If we receive such a request, we will inform the requesting party of the adopted measures without any undue delay, but within a maximum of one month of the receipt of the request. This deadline can be extended to two months, if needed, depending on the complexity and number of requests. Our company is not obliged to partially or fully comply with requests in certain cases stipulated by the Regulation. This will especially be the case, if a request is manifestly unjustified or incommensurate and especially if it has been submitted repeatedly.

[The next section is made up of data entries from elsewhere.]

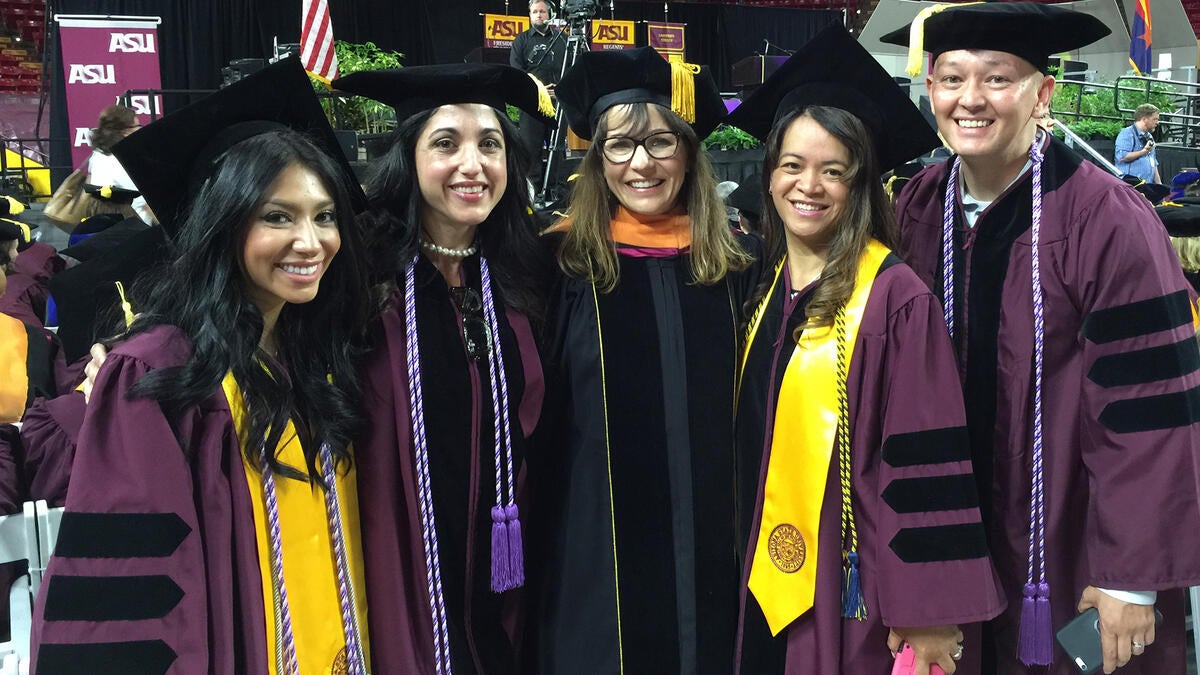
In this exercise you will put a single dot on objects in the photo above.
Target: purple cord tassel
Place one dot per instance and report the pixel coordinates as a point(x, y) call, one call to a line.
point(1036, 646)
point(502, 573)
point(516, 550)
point(852, 603)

In such cases, we can (i) impose a commensurate fee that takes into account the administrative costs associated with the provision of the required information or statement or the performance of the required acts or (ii) refuse to comply with the request.
If we receive a request of the aforementioned type, but have justified doubts as to the identity of the requesting party, we can request them to provide any additional information that is necessary to confirm their identity.
If a partner is of the opinion that Mlékárna Hlinsko is processing their personal data without authorisation or that their rights have been breached in any other way, they are entitled to submit a complaint to the supervisory body (i.e. the Office for Personal Data Protection) or to seek judicial protection.